Publié le Mercredi 22 mars 2023 à 09h40.

3 Une aspiration au dehors, de Geoffroy de Lagasnerie

Éditions Flammarion, 2023, 202 pages, 21 euros.

«À l’heure où les existences et les aspirations semblent terriblement normalisées, ce livre voudrait fonctionner comme une sorte de manuel d’existence — un manuel de vie anti-institutionnelle qui chercherait à donner un sens concret à l’aspiration utopique à une vie autre. »

Ils sont 3 : Édouard Louis (En finir avec Eddy Bellegueule), Didier Eribon (Retour à Reims) et l’auteur, Geoffroy de Lagasnerie. Peu à peu, après s’être rencontrés et avoir instauré un singulier système de relation à trois, les trois en question en viennent à établir l’amitié comme un mode de vie. Il ne s’agit pas ici de concéder à l’amitié l’espace résiduel qui n’est pas occupé par les relations sociales dominantes : le travail, la famille. Il s’agit au contraire de concevoir un mode de vie explicitement en rupture avec les structures normatives de la famille. Le « familialo-matinalisme » étant ce qui nous enferme et nous opprime, l’amitié est à l’opposé, ce qui permet de se projeter vers le dehors, un « dehors des formes normatives de la vie en société ».

Une éthique de la disponibilité

À l’inverse des cadres institutionnels de la famille qui fonctionnent comme des « donnés » hérités, intangibles, qui encadrent la vie de l’individu au sein d’un système établi et reconnu, adopter l’amitié comme un mode de vie suppose, selon l’auteur, une invention permanente et la volonté consciente de créer ensemble un système original. Puisque ce n’est pas une institution sociale dominante, puisque cela ne va pas de soi, l’amitié comme mode de vie ne peut durer que si ses protagonistes la rendent possible, notamment en veillant, en permanence, à se rendre disponibles aux autres.

La vie à écrire

L’auteur souligne longuement la place de l’écriture dans ce processus.

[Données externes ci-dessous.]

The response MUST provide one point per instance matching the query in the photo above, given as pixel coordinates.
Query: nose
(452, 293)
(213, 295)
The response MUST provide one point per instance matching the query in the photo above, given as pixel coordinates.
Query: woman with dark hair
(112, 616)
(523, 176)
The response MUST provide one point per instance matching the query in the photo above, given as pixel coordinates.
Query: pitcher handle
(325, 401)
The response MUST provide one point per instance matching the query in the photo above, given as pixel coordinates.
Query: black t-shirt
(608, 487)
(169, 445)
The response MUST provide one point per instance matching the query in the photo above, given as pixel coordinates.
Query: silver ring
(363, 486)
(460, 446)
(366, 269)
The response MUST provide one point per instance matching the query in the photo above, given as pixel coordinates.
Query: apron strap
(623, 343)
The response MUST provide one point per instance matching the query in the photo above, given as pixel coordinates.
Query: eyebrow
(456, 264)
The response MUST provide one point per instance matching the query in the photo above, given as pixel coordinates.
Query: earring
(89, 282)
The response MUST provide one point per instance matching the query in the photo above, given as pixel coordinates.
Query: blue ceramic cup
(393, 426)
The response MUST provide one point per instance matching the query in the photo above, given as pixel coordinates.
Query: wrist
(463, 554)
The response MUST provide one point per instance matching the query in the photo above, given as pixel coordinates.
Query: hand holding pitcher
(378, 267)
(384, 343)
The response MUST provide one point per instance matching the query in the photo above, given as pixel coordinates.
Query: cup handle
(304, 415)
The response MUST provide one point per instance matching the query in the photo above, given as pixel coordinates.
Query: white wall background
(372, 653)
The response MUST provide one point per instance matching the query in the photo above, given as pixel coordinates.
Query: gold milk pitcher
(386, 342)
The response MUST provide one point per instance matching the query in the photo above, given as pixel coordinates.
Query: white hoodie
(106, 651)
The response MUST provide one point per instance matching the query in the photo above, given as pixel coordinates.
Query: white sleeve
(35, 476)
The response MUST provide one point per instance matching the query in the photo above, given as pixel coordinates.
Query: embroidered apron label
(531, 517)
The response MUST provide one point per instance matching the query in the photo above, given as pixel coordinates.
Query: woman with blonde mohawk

En effet, les trois écrivent. Leur vie même est centrée sur l’écriture. L’écriture apparaît alors à la fois comme ce qui rend possible cette singulière relation à trois et comme ce qui est rendu possible par elle. De la même façon que l’amitié permet de s’émanciper de la famille, l’amitié comme mode de vie, avec tout le système des échanges qu’elle permet, est ici présentée comme une possible alternative aux structures sociales normatives de la reconnaissance de l’écrivain et de son œuvre.